[Transsphenoidal surgery of secretory and invasive pituitary adenomas (somatotropinoma or corticotropinoma)--own experiences].

UNLABELLED: Invasive pituitary adenomas with extension to the cavernous sinus are rare and comprise 6-10% of all pituitary tumors. Their effective surgical treatment is very difficult. Cavernous sinus invasion increases the morbidity and mortality associated with surgical procedures. Prolonged medical treatment and radiotherapy are an alternative to the surgery.

PURPOSE: Efficiency of the extended transnasal transsphenoidal approach in the treatment of the invasive pituitary adenomas with extension to the cavernous sinus.
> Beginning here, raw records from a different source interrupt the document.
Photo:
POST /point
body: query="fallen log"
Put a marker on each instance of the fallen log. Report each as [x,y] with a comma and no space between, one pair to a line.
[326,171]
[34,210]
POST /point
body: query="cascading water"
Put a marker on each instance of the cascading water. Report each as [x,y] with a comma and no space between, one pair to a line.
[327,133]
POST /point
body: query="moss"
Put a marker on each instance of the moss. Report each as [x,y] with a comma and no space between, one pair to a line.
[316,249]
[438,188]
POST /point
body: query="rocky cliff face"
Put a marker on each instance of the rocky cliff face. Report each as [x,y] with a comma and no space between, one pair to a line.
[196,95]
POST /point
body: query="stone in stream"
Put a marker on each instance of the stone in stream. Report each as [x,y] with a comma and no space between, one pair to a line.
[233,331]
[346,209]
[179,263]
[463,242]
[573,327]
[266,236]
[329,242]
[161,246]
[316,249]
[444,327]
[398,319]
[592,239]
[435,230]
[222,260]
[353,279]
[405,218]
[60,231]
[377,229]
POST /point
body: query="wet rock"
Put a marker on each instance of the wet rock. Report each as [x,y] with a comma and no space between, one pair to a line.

MATERIAL AND METHOD: During the past two years (from January 2000 to December 2001) authors carried out 24 surgical operation in the medial compartment of the cavernous sinus (extended transnasal transsphenoidal approach). Our experience is based on the analysis of 24 patients (19 patients with GH-secreting tumors and 5 patients with ACTH-secreting adenomas--2 with Cushing disease and 3 with Nelson's syndrome) with invasive macroadenomas expanding to the cavernous sinus. Mean age was 46.21 years (range 28-68, SD +/-9.54 years) in our group. Mean serum GH level was 43.95 microg/l (range 9-170 microg/l, SD +/-39.68 microg/l) and mean serum ACTH level in the group of Nelson's syndrome was 1180 pg/ml (range 790-1780 pg/ml, SD +/-527.35 pg/ml). Parasellar extension of the tumor was measured according to Knosp's scale. There were 16 patients in stage III and 9 patients in stage IV.
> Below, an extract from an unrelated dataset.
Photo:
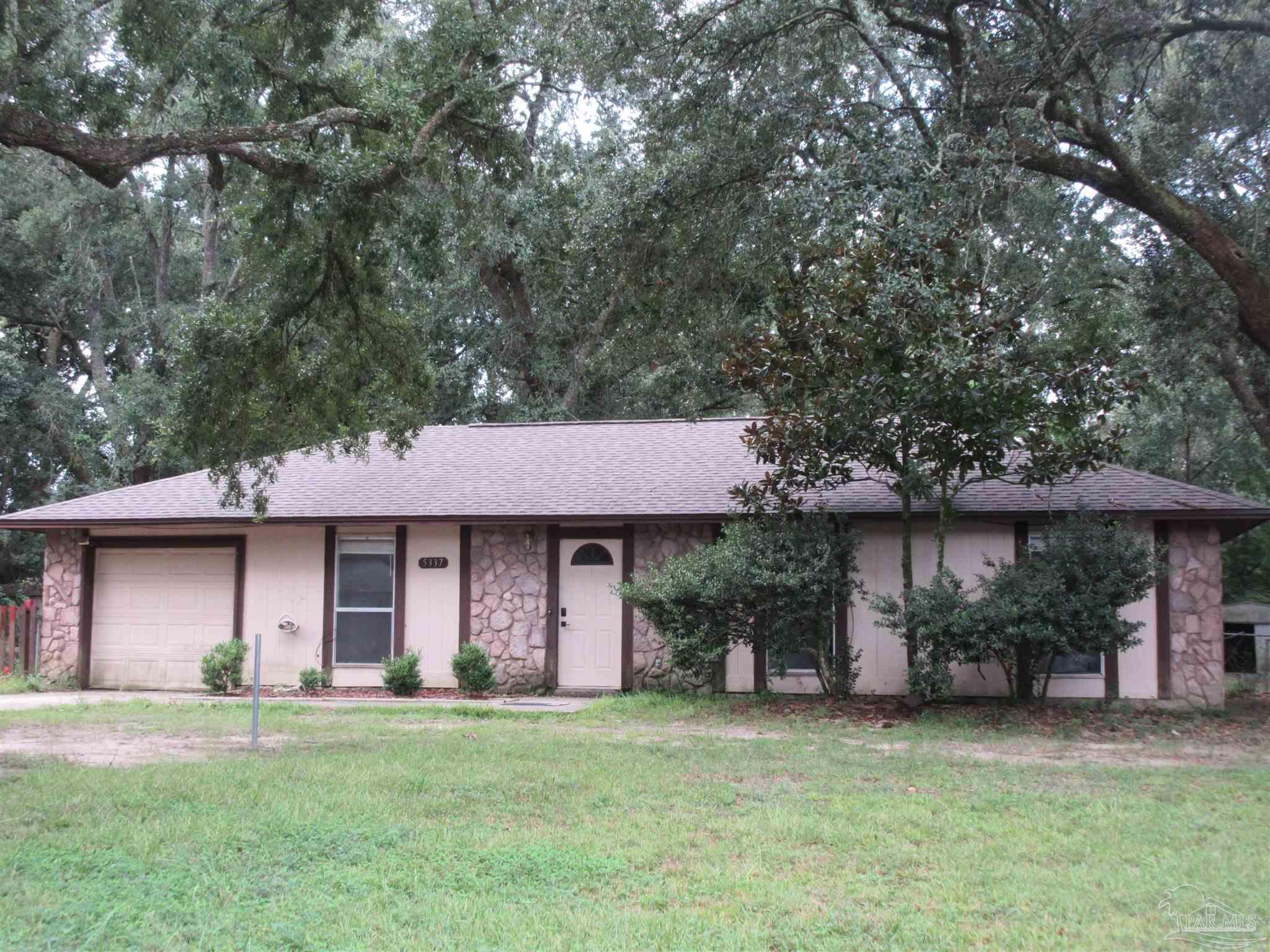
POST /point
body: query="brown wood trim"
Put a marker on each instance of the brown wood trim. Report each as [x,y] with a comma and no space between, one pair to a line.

RESULTS: Total surgical removal of invasive GH-secreting adenoma (according cure criteria: basal serum GH level below 2.5 microg/l, OGTT<1 microg/l, normal sex and age-related IGF-I level) we achieved in 6 patients. Basal serum GH level was below 5 microg/l (postoperative mean serum IGF-I level was significantly lower but abnormal) in the next five patients. Remission (normalization of 24-hour urine-free cortisol (UFC) and its metabolites) was achieved in one patient with Cushing disease. Out of 3 patients with Nelson's syndrome two were cured. Their postoperative serum ACTH level was below 80 pg/ml. There were no mortality and no deterioration of cranial and optic nerves. CSF leakage occurred in one patient and was treated surgically. Deterioration of pituitary function and diabetes insipidus occurred in one patient.
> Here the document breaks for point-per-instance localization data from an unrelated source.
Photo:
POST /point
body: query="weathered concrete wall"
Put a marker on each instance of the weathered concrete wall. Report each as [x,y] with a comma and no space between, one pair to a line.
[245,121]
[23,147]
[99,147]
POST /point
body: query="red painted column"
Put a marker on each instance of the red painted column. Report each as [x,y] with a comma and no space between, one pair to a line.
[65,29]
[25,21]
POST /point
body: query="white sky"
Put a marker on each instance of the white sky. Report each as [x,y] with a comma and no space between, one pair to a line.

CONCLUSION: Extended transnasal transsphenoidal approach is the safe surgical procedure in the treatment of invasive GH or ACTH-secreting pituitary adenomas. The overall morbidity rate of this surgical intervention is rare. We suppose the extended transnasal transsphenoidal approach is an alternative for prolonged medical treatment and radiotherapy.